We have improved our scrollbars, so they support drag-n-drop, but not only clicking. Yet the bottom scrollbar is yet not perfect.

A lot of time was invested into cross-browser XML support. Yes, js code which parses XML would behave differently on different browsers in general case. We have refactored entire codebase to use only small support of XML api, so it behaves the same way on all browsers and also on the server.

We have supported server-side rendering to PNG and PDF. Had to perform huge refactoring to keep codebase clean. Currently text is saved as set of glyphs and that would probably force us to migrate to another rendering library, but for the first iteration it is ok.

Refactoring, refactoring, refactoring… Many perfomance issues were fixed, now editor is much faster in mozilla because it relayouts content only on document change, fixed image resizing bug. Now we are collecting methods into classes like Layout, Font, etc to reduce js importing code and perform layout on server for testing.

I am able to render my resume. It doesn’t look perfect yet, but the majority of elements is there and you can edit the text.

Among other things we have implemented undo layer. Each modification to the document is not being tracked and recorded, this we help us to support undo function during collaboration and make some other improvements in the kernel.

Now we have support for embedding into thirdparty websites. So if anyone wants to have our editor on their side, he may put few instructions and have it there. Please note that it is not enough to add iframe, browsers have security restrictions. To overcome such restrictions we are using JSONP and many other small tricks.

Today working on baseline alignment, i’ve noticed but in MSWord and this is not the first one :)

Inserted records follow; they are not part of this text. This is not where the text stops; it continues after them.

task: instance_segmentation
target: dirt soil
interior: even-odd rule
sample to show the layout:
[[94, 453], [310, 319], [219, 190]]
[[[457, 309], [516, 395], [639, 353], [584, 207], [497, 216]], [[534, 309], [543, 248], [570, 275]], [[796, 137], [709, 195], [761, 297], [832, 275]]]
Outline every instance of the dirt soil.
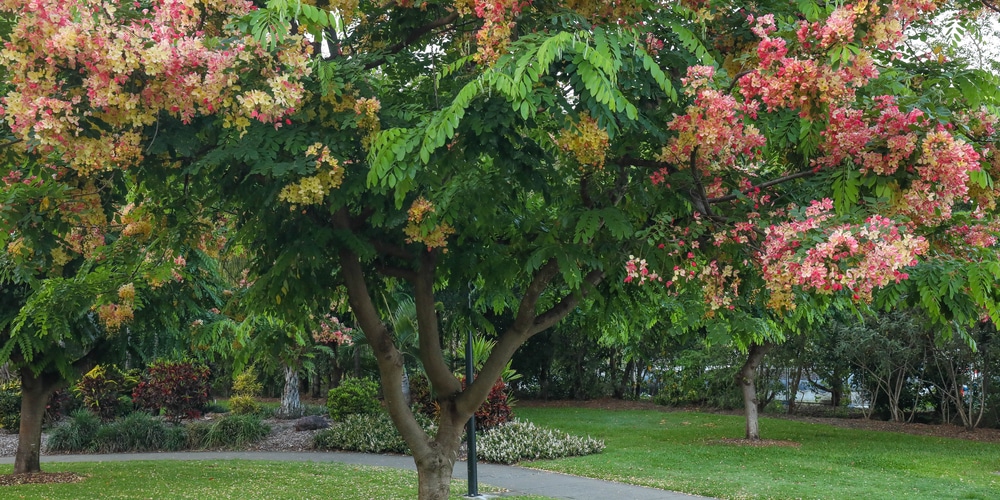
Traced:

We have implemented simple HTML toolbar. We put only simple functions here, such as alignment, images, tables, etc. Functions, which we have on our toolbar are scope of our work for beta version. Average user wouldn't need more. But later, after beta version, of course, we will support as many DOCX functions as possible.

Now we support simple bullets and enumerations from DOCX files. They look the same as MSWord’s ones, but of course only for simple cases yet. Also we have discussed how to implement multiuser collaboration with undo support. We know how to do this, at least theoretically.

We continue development of our cool editor. Now we have beta support for text floating over images. Some letters are not copletely WYSIWYG compared to MSWord, because there are some spacing around images, which we currently ignore.

We have started a season of huge refactorings. We have completely refactored document representation, so the entire DOCX file with all its parts is stored inside browser. This allows us to ignore elements which we don’t support yet and save document back after editing. All of this doesn’t affect collaborative editing. If document was not changed, DOCX file is the same.

Added a small interface for file uploading and selecting. We are not at stage of automated testing, so right now it is yet enough to click few documents and make sure that nothing was broken

We are constantly improving as usual, here are some things, that we have done:

  • basic table support, tables can span across many pages, this is not an easy thing to implement
  • gui for image uploading
  • recursive object layout (i.e. images inside tables and so on). this is in very alpha stage, we’ll obviously have to return to it

 We have created a nice toolbar and also supported italic, underline plus font sizes. We have implemented paragraph caching to improve performance with huge documents

 We are starting our official blog and will keep you informed about progress of our project. The project has just started, but we already have a good progress. By this time we have managed to create stable algorithm for collaborative editing. We have a small prototype which allows to load DOCX file, unzip it inside browser, and draw it with multiuser support. At this step we are very limited in functions, we support only bold style and only one font.